Chapter 37: Crazy Talk


Life was bad.

Mystique smelled smoke from miles away. It was the first sign of trouble, but she kept her mouth shut--Rogue didn’t need any more distractions. When red lightning struck the Big Apple, she knew she’d gotten herself into another train wreck of a mess. Bad enough Magneto captured Xavier and company, bad enough Rogue flew at top speed to reclaim her Cajun, bad enough the wind chill froze Mystique’s very core, bad enough, but now, the closer the mother and daughter tandem got to Manhattan, the more traffic jams and random acts of violence came into view.

“Ah never seen people panic like this...”

“They’re humans. They’re stupid.”

A mutant with overgrown arms leapt onto the Long Island Expressway and tried to wallop oncoming cars. He’d overestimated his strength, however, and a speeding Escalade launched him kicking and screaming onto the shoulder. The mutant tumbled into a ditch, out of sight, out of mind.

Rogue glanced at her mother who cut her off.

“Not a word, Rogue.”

“Ah didn’t say nothin’.”

“You just did.”

Manhattan proper appeared underneath, and humans lessened, the streets taken over by mutants. Pockets of SWAT teams and patrolmen did their best to stem the pandemonium, but nothing went their way. From being overmatched to outnumbered to outgunned, any semblance of law got routed by mutants. Further into the city, gunfire couldn’t even be heard anymore. Screams, explosions, and celebratory chants became the prominent sounds. The only humans about were fleeing or dying.
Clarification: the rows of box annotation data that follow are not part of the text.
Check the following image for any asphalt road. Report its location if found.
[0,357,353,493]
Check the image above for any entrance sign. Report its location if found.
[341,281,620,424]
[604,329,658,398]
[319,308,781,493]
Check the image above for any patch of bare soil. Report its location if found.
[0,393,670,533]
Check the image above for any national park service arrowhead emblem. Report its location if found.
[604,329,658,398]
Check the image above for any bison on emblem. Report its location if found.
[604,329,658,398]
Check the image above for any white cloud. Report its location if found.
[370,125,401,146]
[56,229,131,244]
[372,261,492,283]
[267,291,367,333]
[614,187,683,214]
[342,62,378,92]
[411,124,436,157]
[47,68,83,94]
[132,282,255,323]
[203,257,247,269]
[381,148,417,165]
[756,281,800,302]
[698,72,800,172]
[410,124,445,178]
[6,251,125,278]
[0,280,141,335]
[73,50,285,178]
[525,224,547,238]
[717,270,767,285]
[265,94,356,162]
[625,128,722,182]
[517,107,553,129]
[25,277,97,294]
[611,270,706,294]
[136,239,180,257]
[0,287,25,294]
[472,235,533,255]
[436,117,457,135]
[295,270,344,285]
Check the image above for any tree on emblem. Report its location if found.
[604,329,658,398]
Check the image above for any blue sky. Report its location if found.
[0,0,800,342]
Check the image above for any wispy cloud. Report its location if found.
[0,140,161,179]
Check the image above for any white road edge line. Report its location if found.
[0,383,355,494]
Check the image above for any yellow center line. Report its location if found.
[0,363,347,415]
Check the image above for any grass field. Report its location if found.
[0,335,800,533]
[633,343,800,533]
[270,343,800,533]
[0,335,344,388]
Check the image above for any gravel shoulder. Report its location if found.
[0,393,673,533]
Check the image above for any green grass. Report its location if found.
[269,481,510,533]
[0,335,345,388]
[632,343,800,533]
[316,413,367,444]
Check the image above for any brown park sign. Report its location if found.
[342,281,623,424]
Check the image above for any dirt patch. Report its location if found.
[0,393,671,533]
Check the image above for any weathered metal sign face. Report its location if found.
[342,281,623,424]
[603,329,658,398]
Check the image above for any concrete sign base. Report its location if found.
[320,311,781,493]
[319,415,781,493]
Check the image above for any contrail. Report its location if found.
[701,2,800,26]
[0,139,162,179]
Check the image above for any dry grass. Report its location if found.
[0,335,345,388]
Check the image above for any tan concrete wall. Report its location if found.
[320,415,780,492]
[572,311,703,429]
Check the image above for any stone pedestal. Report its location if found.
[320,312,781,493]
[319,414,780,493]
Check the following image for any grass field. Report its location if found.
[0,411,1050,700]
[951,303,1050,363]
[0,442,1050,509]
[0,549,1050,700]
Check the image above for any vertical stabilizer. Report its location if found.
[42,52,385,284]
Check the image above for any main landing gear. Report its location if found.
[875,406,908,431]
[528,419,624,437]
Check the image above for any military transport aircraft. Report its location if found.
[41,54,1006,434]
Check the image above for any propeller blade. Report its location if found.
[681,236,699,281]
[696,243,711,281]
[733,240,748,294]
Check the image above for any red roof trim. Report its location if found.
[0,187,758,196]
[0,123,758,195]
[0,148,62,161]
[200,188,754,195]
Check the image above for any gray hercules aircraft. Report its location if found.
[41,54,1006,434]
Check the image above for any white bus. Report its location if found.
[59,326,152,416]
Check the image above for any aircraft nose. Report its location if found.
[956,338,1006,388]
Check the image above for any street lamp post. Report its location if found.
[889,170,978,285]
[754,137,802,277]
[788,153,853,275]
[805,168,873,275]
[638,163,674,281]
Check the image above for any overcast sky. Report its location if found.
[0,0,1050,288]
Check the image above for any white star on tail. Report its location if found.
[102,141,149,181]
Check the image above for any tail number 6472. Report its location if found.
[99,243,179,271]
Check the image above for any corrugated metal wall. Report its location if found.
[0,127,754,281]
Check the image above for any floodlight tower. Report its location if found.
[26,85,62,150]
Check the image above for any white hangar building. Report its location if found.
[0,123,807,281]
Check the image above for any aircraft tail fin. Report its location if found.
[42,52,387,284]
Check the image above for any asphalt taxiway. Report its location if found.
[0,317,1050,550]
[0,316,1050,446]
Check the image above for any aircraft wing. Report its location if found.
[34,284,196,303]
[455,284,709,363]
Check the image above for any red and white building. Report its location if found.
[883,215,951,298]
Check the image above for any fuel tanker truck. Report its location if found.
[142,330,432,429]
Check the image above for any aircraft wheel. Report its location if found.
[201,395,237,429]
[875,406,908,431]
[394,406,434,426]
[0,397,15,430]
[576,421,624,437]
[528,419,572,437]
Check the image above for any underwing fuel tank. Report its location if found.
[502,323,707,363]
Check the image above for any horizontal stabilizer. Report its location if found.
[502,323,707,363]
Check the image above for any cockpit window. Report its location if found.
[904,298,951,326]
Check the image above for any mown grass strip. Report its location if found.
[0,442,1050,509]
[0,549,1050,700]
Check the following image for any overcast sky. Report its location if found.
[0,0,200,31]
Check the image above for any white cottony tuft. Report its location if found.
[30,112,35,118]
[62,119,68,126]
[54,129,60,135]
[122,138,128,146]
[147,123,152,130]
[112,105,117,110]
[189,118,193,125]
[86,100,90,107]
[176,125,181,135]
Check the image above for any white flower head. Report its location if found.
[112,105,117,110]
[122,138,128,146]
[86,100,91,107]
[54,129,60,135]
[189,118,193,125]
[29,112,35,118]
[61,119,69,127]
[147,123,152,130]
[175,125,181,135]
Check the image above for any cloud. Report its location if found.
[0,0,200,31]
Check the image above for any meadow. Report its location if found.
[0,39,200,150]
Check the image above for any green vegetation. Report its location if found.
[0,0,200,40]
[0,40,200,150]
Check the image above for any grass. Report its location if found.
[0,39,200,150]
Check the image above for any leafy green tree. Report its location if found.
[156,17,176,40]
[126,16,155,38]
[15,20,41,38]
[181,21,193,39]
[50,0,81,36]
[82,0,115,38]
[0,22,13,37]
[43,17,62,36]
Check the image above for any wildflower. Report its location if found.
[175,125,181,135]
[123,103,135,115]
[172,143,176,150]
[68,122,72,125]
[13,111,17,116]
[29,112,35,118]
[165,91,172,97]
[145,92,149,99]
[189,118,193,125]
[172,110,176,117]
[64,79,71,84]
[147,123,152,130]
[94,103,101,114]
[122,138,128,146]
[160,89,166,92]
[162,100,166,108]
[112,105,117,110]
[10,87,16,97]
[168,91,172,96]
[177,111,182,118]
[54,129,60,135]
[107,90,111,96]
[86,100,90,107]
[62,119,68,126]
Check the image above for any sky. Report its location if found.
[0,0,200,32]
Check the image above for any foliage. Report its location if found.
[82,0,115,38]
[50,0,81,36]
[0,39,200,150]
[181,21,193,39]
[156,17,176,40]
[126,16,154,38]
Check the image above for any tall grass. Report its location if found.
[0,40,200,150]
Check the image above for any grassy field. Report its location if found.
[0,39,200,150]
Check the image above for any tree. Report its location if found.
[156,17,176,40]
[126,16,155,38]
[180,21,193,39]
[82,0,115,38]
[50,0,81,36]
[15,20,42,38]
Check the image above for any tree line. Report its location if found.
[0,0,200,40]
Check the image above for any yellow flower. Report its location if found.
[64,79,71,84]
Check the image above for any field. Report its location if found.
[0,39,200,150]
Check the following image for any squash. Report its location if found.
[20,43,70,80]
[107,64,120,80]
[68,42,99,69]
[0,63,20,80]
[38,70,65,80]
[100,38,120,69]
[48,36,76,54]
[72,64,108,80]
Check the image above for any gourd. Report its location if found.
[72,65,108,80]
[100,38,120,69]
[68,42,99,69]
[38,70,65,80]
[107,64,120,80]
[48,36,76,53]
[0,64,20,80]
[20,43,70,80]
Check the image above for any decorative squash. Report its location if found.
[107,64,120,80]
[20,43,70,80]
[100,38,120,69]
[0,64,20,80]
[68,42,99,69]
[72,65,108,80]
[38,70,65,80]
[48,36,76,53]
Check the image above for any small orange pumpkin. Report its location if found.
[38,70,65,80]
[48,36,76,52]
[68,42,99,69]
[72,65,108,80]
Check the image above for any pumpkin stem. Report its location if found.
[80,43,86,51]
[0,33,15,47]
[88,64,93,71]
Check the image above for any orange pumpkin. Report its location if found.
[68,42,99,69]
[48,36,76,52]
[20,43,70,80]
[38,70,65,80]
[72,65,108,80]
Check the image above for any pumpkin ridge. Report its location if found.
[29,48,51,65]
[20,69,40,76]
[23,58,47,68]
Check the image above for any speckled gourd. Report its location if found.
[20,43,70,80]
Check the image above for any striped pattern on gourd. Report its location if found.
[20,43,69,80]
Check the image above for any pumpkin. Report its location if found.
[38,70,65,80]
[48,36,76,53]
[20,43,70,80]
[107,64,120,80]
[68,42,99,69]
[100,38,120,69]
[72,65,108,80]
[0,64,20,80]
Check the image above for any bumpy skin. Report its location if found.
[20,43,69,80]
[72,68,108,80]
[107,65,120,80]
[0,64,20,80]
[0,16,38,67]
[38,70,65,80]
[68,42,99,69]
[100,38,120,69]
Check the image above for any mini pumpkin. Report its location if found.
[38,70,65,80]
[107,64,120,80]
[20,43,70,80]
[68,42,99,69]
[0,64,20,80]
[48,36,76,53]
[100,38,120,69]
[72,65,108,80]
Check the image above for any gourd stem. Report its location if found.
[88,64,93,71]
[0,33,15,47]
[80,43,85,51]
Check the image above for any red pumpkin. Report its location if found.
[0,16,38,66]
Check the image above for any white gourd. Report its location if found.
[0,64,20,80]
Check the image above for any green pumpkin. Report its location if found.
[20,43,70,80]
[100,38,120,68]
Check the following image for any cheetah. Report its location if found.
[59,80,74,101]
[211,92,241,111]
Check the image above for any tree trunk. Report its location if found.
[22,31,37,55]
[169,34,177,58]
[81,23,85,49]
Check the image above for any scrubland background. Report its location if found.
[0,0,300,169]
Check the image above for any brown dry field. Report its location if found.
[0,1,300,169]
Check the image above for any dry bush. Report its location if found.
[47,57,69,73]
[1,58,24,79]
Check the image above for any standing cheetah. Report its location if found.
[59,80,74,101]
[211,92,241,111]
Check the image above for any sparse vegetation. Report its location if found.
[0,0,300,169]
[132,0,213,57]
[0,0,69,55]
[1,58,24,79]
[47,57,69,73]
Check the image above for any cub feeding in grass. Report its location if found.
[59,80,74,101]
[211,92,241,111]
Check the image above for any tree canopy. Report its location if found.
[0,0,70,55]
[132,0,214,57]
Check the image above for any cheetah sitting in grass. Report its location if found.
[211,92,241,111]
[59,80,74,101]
Mystique smiled. Maybe life wasn’t so bad after all: those insignificant homo sapiens got what was coming to them.

Rogue didn’t share those sentiments. “Mama, this ain’t no time ta laugh!”

“You want me to cry for seeing our people finally fighting back?”

Another gulf between the two stuck its head up. Years spent living under Xavier’s reign opened the road of mutant-human coexistence to Rogue. A better future lay in peace and acceptance, not bitter fighting and genocide. As the Professor said once, civilizations born from the blood of others were doomed to their predecessors’ fate. On the other hand, Mystique believed in battling for a better tomorrow. Might was the only language humans understood, and until mutants showed their awesome might, their inferiors would forever torment them. Peace and happiness weren’t free: they had to be earned, many times through bloodshed.

Mystique disliked Magneto for his hubris, but she agreed with his methodology. And Rogue?

“Ma Gawd, Magneto n’ Lorna’s on top o’ that skyscraper n’ they have Storm!”

Not so much. She almost changed directions and flew into a new ruckus, but Mystique stopped her. “Your Cajun,” she reminded, pointing to an incredibly active but darkened North Cove, “Get out of the sky before Magneto sees us!”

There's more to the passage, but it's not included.